The surge in cow numbers reflects the profitability of dairying compared to other farming enterprises
The surge in cow numbers reflects the profitability of dairying compared to other farming enterprises
Louise Hogan

Louise Hogan

Traditional tillage counties in the south-east and drystock areas across the midlands and west are forecast to be next in line for significant dairy expansion.

New figures show Connacht accounted for just 5pc of the 327,000 extra cows over the past six years, while the strong dairy counties of Munster have powered ahead with 58pc of the additional animals on the ground.

But Teagasc say there is "massive potential" for dairy expansion in the west.

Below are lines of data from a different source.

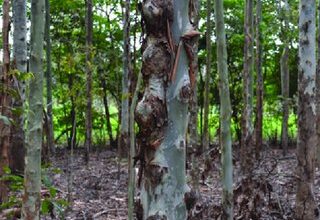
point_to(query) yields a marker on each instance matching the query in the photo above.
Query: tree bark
(5, 100)
(50, 134)
(259, 115)
(247, 125)
(162, 112)
(17, 149)
(225, 114)
(207, 80)
(89, 60)
(124, 127)
(306, 149)
(284, 66)
(32, 175)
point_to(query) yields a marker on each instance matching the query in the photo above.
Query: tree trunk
(5, 101)
(306, 149)
(32, 175)
(284, 66)
(318, 93)
(259, 116)
(247, 128)
(207, 80)
(162, 112)
(193, 123)
(17, 150)
(89, 60)
(50, 134)
(124, 127)
(132, 174)
(225, 114)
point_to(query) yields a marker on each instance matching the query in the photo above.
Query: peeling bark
(162, 112)
(5, 100)
(307, 140)
(284, 65)
(32, 174)
(247, 125)
(259, 51)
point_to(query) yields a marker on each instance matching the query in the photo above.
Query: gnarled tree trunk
(307, 140)
(32, 174)
(162, 112)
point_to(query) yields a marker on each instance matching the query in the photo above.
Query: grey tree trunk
(50, 134)
(247, 125)
(162, 112)
(307, 141)
(193, 123)
(5, 100)
(32, 174)
(225, 114)
(131, 181)
(205, 137)
(259, 115)
(284, 66)
(318, 93)
(124, 127)
(20, 59)
(89, 60)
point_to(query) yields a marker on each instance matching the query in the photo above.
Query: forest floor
(98, 194)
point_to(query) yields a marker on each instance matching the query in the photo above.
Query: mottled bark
(193, 140)
(124, 127)
(32, 174)
(225, 114)
(259, 89)
(5, 100)
(205, 142)
(50, 134)
(318, 93)
(89, 67)
(131, 181)
(284, 66)
(17, 150)
(306, 149)
(247, 125)
(162, 112)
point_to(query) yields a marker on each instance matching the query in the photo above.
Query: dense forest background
(92, 57)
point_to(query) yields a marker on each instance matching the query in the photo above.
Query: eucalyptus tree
(205, 138)
(225, 114)
(248, 67)
(5, 100)
(162, 111)
(284, 66)
(89, 70)
(50, 133)
(20, 60)
(307, 141)
(124, 127)
(32, 174)
(259, 89)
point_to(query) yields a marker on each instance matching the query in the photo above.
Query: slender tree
(247, 125)
(32, 174)
(162, 112)
(124, 127)
(20, 60)
(284, 66)
(259, 114)
(225, 114)
(305, 200)
(5, 102)
(50, 134)
(205, 142)
(89, 27)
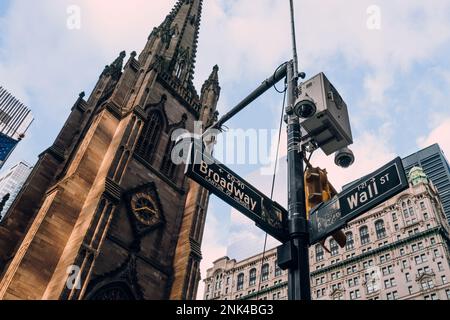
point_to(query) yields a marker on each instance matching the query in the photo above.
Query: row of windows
(252, 278)
(149, 140)
(350, 243)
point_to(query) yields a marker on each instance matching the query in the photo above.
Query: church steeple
(172, 47)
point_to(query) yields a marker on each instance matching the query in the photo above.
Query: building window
(240, 282)
(427, 284)
(349, 244)
(392, 295)
(405, 264)
(432, 296)
(265, 272)
(364, 234)
(390, 283)
(319, 253)
(380, 229)
(334, 248)
(278, 270)
(150, 136)
(422, 205)
(252, 279)
(408, 277)
(355, 295)
(420, 259)
(394, 216)
(436, 253)
(168, 167)
(388, 270)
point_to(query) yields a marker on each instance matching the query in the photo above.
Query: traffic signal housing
(318, 190)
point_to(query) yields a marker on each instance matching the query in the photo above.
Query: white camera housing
(329, 127)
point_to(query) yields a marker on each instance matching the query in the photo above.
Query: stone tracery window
(150, 136)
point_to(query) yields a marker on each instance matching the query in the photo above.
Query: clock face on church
(145, 209)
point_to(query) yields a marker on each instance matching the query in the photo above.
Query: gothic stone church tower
(105, 198)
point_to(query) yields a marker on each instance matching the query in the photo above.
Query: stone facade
(399, 250)
(105, 202)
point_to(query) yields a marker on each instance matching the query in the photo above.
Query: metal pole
(294, 40)
(279, 74)
(299, 279)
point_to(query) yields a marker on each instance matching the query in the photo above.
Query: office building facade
(433, 161)
(11, 183)
(398, 250)
(15, 118)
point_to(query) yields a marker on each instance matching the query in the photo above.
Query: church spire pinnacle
(174, 42)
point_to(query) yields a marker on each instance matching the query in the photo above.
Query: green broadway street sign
(227, 185)
(366, 194)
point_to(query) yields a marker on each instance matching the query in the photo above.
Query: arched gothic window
(168, 167)
(115, 291)
(150, 136)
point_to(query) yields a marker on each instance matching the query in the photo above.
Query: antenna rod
(294, 40)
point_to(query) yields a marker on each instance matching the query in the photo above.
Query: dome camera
(305, 107)
(344, 158)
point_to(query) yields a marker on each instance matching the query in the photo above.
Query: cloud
(440, 134)
(214, 244)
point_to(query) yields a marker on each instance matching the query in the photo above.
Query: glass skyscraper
(433, 161)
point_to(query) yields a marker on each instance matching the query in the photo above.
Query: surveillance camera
(305, 107)
(344, 158)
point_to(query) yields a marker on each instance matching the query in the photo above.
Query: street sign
(227, 185)
(370, 191)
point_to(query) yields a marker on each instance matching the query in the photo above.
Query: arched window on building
(168, 167)
(319, 253)
(334, 248)
(252, 279)
(240, 282)
(380, 229)
(150, 136)
(364, 235)
(265, 272)
(350, 243)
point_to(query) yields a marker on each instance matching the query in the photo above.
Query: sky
(388, 59)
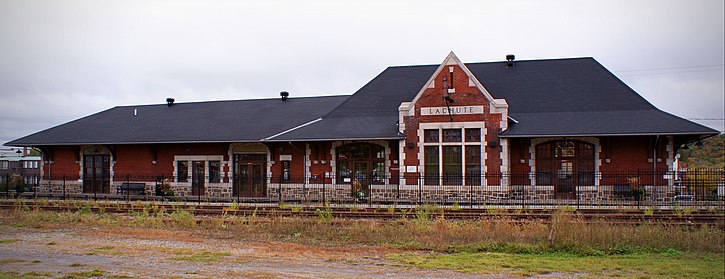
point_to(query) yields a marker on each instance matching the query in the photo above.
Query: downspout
(654, 165)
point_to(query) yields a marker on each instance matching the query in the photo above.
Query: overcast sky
(62, 60)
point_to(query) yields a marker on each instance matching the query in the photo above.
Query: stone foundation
(463, 194)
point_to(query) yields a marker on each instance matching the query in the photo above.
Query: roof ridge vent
(510, 60)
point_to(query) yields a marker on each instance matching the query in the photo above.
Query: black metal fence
(702, 187)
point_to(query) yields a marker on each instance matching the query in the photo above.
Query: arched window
(364, 162)
(565, 164)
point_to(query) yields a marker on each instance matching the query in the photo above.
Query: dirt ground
(154, 253)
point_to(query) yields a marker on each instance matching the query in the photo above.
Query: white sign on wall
(452, 110)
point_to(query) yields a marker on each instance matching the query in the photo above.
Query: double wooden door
(250, 179)
(97, 174)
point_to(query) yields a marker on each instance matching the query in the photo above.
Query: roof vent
(510, 60)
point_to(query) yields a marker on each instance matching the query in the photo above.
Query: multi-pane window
(182, 171)
(285, 171)
(214, 171)
(473, 135)
(451, 135)
(452, 165)
(452, 156)
(473, 164)
(565, 162)
(431, 165)
(430, 135)
(30, 164)
(361, 162)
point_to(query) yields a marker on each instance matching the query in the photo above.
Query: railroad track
(205, 211)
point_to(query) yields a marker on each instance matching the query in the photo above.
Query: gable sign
(452, 110)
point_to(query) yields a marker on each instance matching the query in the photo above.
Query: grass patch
(644, 265)
(203, 256)
(29, 275)
(85, 274)
(8, 261)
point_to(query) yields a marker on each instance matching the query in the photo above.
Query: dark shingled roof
(218, 121)
(555, 97)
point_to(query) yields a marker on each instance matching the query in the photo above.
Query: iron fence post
(578, 190)
(420, 189)
(324, 202)
(471, 193)
(279, 189)
(128, 196)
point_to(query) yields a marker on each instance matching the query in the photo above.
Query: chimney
(510, 60)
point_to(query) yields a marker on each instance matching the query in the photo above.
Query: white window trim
(194, 158)
(440, 126)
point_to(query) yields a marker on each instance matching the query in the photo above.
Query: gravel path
(149, 253)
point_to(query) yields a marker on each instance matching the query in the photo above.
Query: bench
(131, 187)
(622, 190)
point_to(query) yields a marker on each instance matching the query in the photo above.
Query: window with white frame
(211, 171)
(452, 156)
(30, 164)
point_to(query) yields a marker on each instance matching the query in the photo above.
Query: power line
(673, 68)
(714, 119)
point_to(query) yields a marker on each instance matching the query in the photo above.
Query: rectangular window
(451, 135)
(473, 165)
(214, 171)
(430, 135)
(473, 135)
(431, 165)
(452, 165)
(182, 171)
(285, 171)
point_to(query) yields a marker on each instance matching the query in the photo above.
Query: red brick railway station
(536, 130)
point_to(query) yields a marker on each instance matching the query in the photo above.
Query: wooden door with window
(361, 176)
(198, 176)
(97, 174)
(565, 165)
(249, 175)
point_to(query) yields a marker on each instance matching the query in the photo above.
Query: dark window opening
(214, 171)
(182, 171)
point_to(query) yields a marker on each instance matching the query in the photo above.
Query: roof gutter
(606, 135)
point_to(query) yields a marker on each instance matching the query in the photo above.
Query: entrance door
(97, 174)
(198, 177)
(565, 180)
(249, 175)
(361, 176)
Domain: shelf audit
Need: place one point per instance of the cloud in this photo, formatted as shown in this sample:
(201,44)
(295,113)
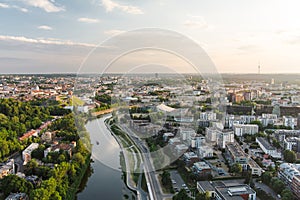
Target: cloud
(44,27)
(3,5)
(199,24)
(110,5)
(113,32)
(47,41)
(88,20)
(196,22)
(47,5)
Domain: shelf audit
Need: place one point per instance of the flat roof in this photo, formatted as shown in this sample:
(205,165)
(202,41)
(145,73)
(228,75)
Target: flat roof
(265,143)
(234,192)
(205,186)
(236,150)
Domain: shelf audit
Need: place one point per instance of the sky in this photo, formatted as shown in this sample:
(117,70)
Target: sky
(61,36)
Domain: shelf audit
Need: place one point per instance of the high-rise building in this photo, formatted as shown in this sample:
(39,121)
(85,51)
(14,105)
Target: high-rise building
(298,121)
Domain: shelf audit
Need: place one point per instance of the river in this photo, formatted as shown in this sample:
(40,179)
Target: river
(104,179)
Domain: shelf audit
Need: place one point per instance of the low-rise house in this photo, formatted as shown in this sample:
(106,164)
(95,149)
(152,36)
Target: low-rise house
(226,191)
(7,168)
(26,154)
(17,196)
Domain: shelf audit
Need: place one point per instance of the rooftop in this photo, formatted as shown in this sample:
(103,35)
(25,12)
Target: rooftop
(236,150)
(265,143)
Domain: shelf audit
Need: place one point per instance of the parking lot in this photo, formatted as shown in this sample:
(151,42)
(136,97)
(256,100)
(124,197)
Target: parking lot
(178,182)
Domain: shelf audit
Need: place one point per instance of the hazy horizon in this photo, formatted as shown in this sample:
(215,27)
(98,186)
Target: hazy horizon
(45,36)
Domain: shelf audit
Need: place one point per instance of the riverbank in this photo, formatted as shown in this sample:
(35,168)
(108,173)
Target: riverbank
(102,112)
(105,181)
(124,143)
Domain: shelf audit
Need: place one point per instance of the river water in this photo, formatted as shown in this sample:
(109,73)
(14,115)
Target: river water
(104,178)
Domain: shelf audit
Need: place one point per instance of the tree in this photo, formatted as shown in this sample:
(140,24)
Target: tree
(286,194)
(266,177)
(236,168)
(289,156)
(78,158)
(202,196)
(39,194)
(277,185)
(12,184)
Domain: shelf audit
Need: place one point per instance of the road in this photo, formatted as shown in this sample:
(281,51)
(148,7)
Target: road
(154,187)
(267,189)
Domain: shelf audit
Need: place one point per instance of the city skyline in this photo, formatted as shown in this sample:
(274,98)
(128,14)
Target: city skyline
(45,36)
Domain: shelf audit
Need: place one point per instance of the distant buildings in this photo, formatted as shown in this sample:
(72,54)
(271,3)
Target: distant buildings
(26,154)
(209,116)
(267,147)
(226,191)
(296,186)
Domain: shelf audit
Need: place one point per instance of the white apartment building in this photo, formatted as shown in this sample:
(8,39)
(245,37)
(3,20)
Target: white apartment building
(287,171)
(247,119)
(242,129)
(225,137)
(205,151)
(289,121)
(267,148)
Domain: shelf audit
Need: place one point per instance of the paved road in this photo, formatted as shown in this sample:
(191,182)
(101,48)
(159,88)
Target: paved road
(177,178)
(152,181)
(266,188)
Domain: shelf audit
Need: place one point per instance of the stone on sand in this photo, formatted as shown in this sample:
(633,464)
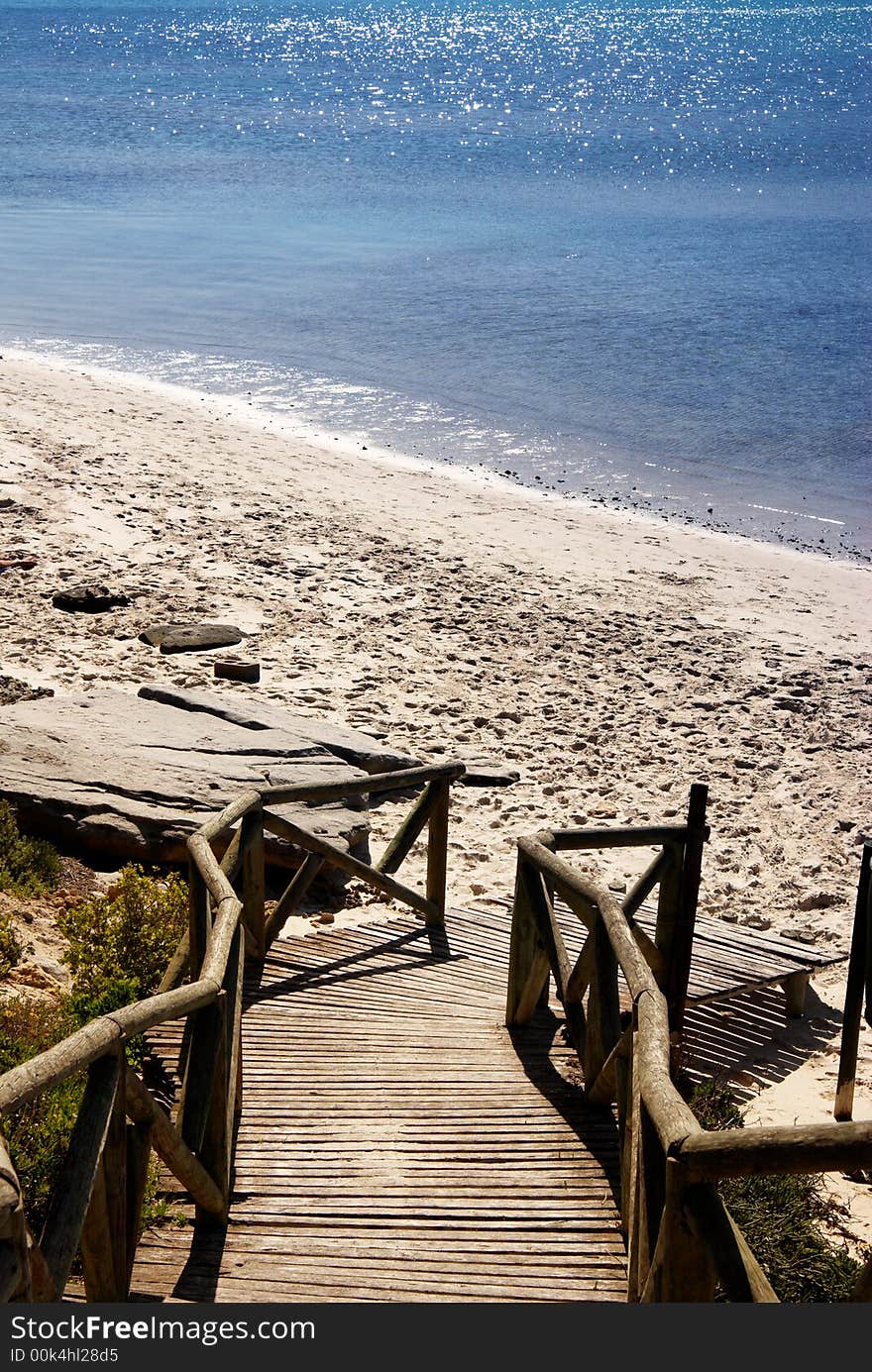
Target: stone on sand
(118,777)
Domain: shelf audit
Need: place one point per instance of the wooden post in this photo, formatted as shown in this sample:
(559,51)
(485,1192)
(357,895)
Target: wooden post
(527,963)
(623,1082)
(677,912)
(637,1244)
(413,823)
(858,980)
(291,895)
(437,852)
(14,1258)
(796,987)
(199,919)
(255,880)
(105,1231)
(682,1267)
(138,1161)
(205,1062)
(169,1144)
(71,1196)
(603,1026)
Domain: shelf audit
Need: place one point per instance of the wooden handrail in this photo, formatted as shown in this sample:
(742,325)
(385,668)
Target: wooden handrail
(377,784)
(199,1150)
(680,1232)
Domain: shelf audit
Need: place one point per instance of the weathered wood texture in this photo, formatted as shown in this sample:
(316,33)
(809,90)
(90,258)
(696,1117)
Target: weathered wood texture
(395,1143)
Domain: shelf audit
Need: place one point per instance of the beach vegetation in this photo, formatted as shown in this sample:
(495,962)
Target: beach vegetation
(118,950)
(28,866)
(787,1221)
(120,943)
(11,945)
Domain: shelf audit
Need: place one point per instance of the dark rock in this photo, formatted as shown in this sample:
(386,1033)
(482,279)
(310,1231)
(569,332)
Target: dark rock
(89,599)
(11,690)
(234,670)
(191,638)
(488,774)
(818,900)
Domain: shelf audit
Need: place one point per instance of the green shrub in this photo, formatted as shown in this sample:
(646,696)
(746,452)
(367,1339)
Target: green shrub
(120,944)
(118,950)
(11,947)
(782,1218)
(28,866)
(39,1133)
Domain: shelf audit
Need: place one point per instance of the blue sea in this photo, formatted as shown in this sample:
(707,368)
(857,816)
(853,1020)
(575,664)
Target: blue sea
(616,250)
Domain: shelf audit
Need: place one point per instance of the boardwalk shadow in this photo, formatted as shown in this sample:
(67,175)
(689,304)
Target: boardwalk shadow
(595,1126)
(748,1043)
(427,947)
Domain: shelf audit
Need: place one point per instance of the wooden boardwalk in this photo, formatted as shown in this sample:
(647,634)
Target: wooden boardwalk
(397,1143)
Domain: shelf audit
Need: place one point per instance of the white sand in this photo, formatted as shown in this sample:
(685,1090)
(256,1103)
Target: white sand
(608,658)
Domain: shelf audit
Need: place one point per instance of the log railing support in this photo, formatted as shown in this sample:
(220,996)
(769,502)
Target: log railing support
(253,880)
(437,854)
(858,987)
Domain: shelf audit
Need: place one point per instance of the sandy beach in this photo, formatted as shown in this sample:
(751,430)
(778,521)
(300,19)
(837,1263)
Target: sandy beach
(607,658)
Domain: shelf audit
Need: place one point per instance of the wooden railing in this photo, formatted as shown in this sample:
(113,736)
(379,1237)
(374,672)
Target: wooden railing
(682,1239)
(96,1207)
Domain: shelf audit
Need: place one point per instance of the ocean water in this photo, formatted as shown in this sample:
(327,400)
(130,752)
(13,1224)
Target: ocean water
(616,249)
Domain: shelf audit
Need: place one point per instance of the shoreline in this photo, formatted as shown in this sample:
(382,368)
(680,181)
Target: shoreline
(608,658)
(619,483)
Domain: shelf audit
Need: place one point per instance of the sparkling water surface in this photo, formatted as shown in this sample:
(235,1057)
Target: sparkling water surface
(615,249)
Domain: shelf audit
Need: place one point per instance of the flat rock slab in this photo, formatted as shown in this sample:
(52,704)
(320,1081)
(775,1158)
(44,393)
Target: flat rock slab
(191,638)
(125,778)
(349,744)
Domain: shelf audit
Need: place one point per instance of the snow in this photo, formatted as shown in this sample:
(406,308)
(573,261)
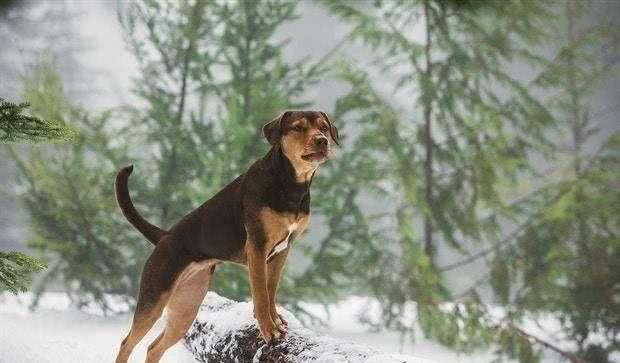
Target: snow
(222,324)
(58,332)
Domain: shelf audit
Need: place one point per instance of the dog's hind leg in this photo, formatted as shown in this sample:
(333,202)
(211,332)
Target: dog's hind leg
(187,295)
(155,286)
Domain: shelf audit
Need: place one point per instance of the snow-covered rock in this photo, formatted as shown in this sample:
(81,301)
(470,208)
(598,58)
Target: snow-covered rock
(225,331)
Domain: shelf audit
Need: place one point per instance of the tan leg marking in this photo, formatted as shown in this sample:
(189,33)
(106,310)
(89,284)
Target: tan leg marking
(143,321)
(274,271)
(258,285)
(189,290)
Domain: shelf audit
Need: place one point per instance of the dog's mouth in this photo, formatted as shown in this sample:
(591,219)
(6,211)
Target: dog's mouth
(316,156)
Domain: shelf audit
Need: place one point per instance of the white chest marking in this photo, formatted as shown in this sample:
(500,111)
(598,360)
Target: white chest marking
(284,243)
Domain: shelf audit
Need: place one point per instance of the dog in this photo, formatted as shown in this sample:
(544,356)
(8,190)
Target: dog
(251,221)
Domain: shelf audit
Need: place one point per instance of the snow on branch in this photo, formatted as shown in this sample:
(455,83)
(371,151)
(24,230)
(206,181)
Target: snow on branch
(225,331)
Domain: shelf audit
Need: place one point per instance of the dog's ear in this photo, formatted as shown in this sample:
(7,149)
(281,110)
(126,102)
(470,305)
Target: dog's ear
(273,130)
(333,131)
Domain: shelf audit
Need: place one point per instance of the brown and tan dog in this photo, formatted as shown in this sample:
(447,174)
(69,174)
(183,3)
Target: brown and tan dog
(251,221)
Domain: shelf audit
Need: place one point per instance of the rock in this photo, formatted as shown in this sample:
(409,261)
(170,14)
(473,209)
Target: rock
(225,331)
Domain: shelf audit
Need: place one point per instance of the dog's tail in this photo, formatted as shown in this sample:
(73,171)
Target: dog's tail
(151,232)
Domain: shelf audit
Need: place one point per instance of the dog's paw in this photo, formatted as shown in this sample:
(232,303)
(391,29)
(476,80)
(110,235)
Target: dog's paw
(281,324)
(270,332)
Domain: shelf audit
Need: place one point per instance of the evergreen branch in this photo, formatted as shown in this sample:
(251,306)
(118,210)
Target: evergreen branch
(18,126)
(15,270)
(570,356)
(515,233)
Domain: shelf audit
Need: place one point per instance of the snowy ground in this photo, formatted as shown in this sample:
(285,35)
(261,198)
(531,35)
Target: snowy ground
(56,332)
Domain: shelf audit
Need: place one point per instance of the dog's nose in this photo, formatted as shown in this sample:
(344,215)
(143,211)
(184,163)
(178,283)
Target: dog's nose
(320,141)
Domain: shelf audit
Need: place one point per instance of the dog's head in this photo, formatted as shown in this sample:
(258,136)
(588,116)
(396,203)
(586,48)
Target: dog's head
(305,137)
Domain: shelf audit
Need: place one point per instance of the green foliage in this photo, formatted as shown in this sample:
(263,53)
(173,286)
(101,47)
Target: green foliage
(16,269)
(212,75)
(457,132)
(566,261)
(68,193)
(18,126)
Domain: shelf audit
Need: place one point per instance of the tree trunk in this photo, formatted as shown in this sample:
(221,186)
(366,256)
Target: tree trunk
(226,332)
(429,247)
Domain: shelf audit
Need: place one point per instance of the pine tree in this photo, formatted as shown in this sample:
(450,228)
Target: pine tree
(67,191)
(212,75)
(205,91)
(16,126)
(446,158)
(565,262)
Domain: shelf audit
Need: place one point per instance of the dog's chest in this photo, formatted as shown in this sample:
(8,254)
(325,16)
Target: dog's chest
(292,230)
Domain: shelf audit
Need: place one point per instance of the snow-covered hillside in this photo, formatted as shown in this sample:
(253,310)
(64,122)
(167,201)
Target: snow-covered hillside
(58,332)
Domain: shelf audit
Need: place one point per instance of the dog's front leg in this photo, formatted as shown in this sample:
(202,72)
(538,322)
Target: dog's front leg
(274,271)
(258,285)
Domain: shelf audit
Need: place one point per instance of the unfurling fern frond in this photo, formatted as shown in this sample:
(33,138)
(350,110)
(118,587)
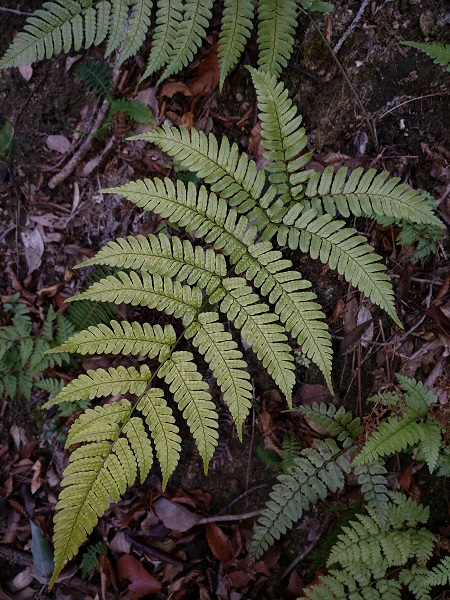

"You will eventually see it moving up to the west as there is the land there and the potential there," said Pat Dillon, head of the Teagasc Animal and Grassland Research and Innovation programme.

The data on cow numbers compiled from Central Statistics Office figures by Teagasc Moorepark ahead of its dairy open day reveals the trends in expansion over the last six years.

One striking trend is the rise of dairying in Laois, Westmeath and Offaly.

The number of dairy cows in Laois surged by 46pc to 40,061 cows between 2010 and 2016 and Páidí Kelly of Teagasc expects this trend to spread to neighbouring counties.

"Kildare and Carlow are two tillage strongholds where you might expect to see big increases in cow numbers in the near future," he said.

Also Read


"Considering Kerry and Limerick have over 200,000 cows between them, Carlow and Kildare's population of 30,000 cows looks to have huge room to increase," said Mr Kelly.

There were 190,640 more cows in Munster in 2016 compared with 2010; 101,550 more in Leinster, 15,705 more in Connacht and 19,229 more in the Ulster counties of Cavan, Monaghan and Donegal.

The surge in cow numbers reflects the profitability of dairying compared to other farming enterprises.

"The real story here is not just the increase in scale but the potential increase in profitability," said Mr Kelly.

The recent Teagasc National Farm Survey showed the average dairy farm earned €51,809 for 2016 - a year of poor milk prices - compared with €30,816 in tillage and €12,908 for suckler farms.

"Producing milk from grass in Ireland is profitable and it's great to see Irish farmers increasing scale in a profitable way.

"Debt per dairy farm has only increased slightly during this expansion and cost of production has held steady," added Mr Kelly.

Among the traditional dairy counties, Tipperary, Waterford and Kilkenny all had growth rates well above the national average of 31pc. Cork and Limerick increased at a rate below the national average.

However, the 77,000 increase in Cork to a total cow population of over 362,000 means Cork has more cows than 20 other counties combined.

Kerry was one of the slower growing counties nationally with a 21pc increase in cow numbers.

Overall, the national herd increased by 31pc between 2010 and 2016 to 1.35 million cows.

Leinster experienced the largest rise at 36pc, compared with 29pc in Munster and Connacht.

However, Munster recorded the greatest number of extra cows milked.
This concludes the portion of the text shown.